Every story tagged AI Quality, curated for CIOs and IT leaders — ranked by source credibility, engagement, and freshness.
2 stories · open in the command center
Ford's over-reliance on automated systems without adequate human expertise transfer resulted in quality degradation, forcing the company to rehire experienced engineers and rebuild institutional knowledge—a cautionary tale for IT leaders considering AI automation without proper change management and knowledge preservation. The automaker's turnaround required combining automated efficiency with human expertise, implementing cross-functional collaboration between software and engineering teams, and shifting from reactive "find-and-fix" to predictive quality assurance, ultimately earning top JD Power rankings. This experience demonstrates that successful digital transformation requires intentional knowledge transfer, integrated governance across silos, and hybrid human-AI models rather than wholesale automation replacement.
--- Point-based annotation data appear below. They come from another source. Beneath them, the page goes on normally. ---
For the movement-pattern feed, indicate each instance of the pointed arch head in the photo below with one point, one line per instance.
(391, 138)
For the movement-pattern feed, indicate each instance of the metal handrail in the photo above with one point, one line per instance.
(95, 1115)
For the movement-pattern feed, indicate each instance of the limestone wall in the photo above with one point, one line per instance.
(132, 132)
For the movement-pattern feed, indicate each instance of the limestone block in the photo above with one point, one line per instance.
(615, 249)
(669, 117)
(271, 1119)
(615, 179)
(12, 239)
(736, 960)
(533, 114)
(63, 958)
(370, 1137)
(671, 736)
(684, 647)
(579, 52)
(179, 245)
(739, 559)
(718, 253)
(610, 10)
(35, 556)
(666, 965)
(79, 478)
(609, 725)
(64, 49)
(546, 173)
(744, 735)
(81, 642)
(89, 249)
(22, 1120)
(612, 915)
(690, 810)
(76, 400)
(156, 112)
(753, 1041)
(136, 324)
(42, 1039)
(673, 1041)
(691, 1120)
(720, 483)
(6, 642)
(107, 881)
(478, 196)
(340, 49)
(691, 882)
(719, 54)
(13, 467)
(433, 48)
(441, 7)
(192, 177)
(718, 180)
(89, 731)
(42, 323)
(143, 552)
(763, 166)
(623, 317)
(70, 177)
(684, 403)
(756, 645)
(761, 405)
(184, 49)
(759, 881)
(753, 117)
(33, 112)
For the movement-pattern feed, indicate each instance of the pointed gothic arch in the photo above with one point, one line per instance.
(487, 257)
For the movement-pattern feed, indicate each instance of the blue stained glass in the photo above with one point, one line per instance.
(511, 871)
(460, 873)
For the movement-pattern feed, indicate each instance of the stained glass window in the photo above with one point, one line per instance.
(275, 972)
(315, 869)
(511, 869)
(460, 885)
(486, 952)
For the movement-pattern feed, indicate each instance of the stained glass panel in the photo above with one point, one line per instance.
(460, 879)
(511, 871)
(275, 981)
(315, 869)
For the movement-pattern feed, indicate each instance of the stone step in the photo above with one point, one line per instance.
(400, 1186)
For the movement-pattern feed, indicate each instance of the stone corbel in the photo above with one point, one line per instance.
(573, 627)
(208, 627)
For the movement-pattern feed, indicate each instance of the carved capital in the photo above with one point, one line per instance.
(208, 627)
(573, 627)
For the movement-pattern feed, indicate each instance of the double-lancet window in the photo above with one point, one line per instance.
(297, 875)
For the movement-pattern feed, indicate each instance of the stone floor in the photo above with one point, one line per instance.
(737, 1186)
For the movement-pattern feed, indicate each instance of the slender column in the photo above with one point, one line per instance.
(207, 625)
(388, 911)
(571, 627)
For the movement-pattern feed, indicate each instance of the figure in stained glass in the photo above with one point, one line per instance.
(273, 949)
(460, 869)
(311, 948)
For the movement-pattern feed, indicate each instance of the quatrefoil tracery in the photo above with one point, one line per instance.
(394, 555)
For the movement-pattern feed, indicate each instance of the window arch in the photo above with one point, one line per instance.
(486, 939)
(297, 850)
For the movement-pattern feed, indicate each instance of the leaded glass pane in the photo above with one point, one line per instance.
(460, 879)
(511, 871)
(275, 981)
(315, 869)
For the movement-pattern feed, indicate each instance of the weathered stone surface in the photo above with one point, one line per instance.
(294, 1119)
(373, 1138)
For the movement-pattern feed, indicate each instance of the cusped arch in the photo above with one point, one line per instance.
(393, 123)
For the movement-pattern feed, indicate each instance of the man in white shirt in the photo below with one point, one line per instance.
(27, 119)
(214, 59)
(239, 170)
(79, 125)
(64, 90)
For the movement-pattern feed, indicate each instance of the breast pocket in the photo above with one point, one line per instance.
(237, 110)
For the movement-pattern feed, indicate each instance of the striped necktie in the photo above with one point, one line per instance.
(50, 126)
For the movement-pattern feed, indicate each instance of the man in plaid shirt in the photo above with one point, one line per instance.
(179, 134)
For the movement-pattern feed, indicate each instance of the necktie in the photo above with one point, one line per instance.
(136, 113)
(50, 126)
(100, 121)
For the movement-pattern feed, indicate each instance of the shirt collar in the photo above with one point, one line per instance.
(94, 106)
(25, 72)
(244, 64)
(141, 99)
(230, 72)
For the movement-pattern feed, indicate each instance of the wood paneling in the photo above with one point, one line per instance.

Large language models are producing recognizable stylistic patterns—termed 'LLM smells'—that create homogenized, templated outputs across writing, web design, and other creative domains, undermining differentiation and brand authenticity. As organizations increasingly deploy AI for content and design, IT leaders must recognize that unchecked LLM usage risks commoditizing organizational voice and creating perceptible 'AI-generated' artifacts that may erode customer trust and competitive advantage. This highlights the need for governance frameworks that balance productivity gains against the strategic cost of losing unique brand identity and creative distinction in the market.